# Please help me understand Multi State CCW



## CrackEfron (Jan 18, 2013)

Hi all,
I've been told there is a multi state ccw permit that allows you to carry in about 35 states. From what I understood all you have to do it take a class and you will be given a Utah, Florida and Arizona non-resident CCW with which you can legally carry in 35 states or so.
What exactly is a requirement for that? Can a regular civilian get one? Do I need to have an existing gun license/permit of some sort to apply?
Can I buy a firearm in all the listed states with that permit?

I tried to look online but all i find is some vague info about the classes.
Please let me know if you happen to know the answers to those questions or can point me in the right direction. Thanks!


----------



## VAMarine (Dec 25, 2008)

Yes, a regular guy can take the class.

You take the Utah specific class and it also satisifies the requirements of the other states, complete the class turn in your paperwork and get your permit.

You may or may not need to have a carry permit in your home state, that is have to look into. I'll be taking the Utah course in Feb and will find out more then.
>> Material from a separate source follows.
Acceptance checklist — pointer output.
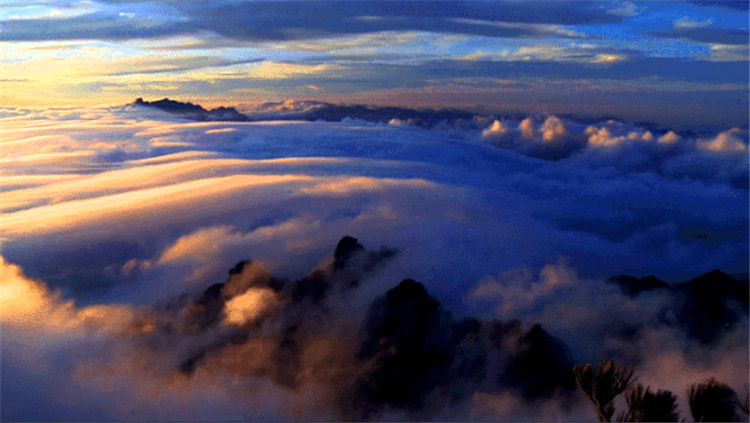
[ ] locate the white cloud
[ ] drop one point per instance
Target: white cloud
(527, 128)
Regarding purchases, you can purchase a gun in any state regardless of carry permit, but you can not take possesion of the gun and it will have to be sent to a dealer in your state of residence where you will fill out the required paperwork etc.

Also remember that when carrying in another state, you are subject to their laws and conditions.


----------



## shaolin (Dec 31, 2012)

You can go to the state's website on conceal carry and order the packet. Fill all the information out and you will get a permit. I got the FLA,PA,NH, out of state permits. I like FLA cause a hunter's safety course is good enough for training requirements.


----------



## VAMarine (Dec 25, 2008)

shaolin said:


> You can go to the state's website on conceal carry and order the packet. Fill all the information out and you will get a permit. I got the FLA,PA,NH, out of state permits. I like FLA cause a hunter's safety course is good enough for training requirements.


For Florida it's the Dept. of Ag and Consumer Services:

Form/Publication Request 790 - Division of Licensing, FDACS


----------



## CrackEfron (Jan 18, 2013)

Thank you!


----------



## SteamboatWillie (Jan 24, 2013)

You can also visit handgunlaw.us and see the impact of getting a non-resident permit from another state. Select "create a license map" on the left side of the page.


----------



## berettabone (Jan 23, 2012)

I have a permit from my home state and Utah.........Utah's is much cheaper to renew than Fl.


----------



## VAMarine (Dec 25, 2008)

As an FYI, a coworker has his Utah nonres permit and they required a copy/scan of his Iowa resident permit for his renewal so I would wager that a permit from your state of residence is now required in general.


----------



## Overkill0084 (Nov 28, 2010)

VAMarine said:


> As an FYI, a coworker has his Utah nonres permit and they required a copy/scan of his Iowa resident permit for his renewal so I would wager that a permit from your state of residence is now required in general.


Correct. This is a recent change.


> If you are a resident of a state that has reciprocity or honors a Utah Permit/License you must have a
> permit from your state of residence to apply after 5/10/11 and renew after 1/1/12. If you are from a state that
> doesn't issue permit/licenses to carry or does not honor a Utah Permit/License you can apply or renew as in
> the past.


www.handgunlaw.us/states/utah.pdf


----------



## Broondog (Feb 1, 2013)

Virginia offers a non-res permit (28 state reciprocity) without ever setting foot in a classroom. take an online test, send in your prints and a check, and wait.

Arizona will issue a non-res permit (37 states) for showing your current permit (any state) and a check + prints.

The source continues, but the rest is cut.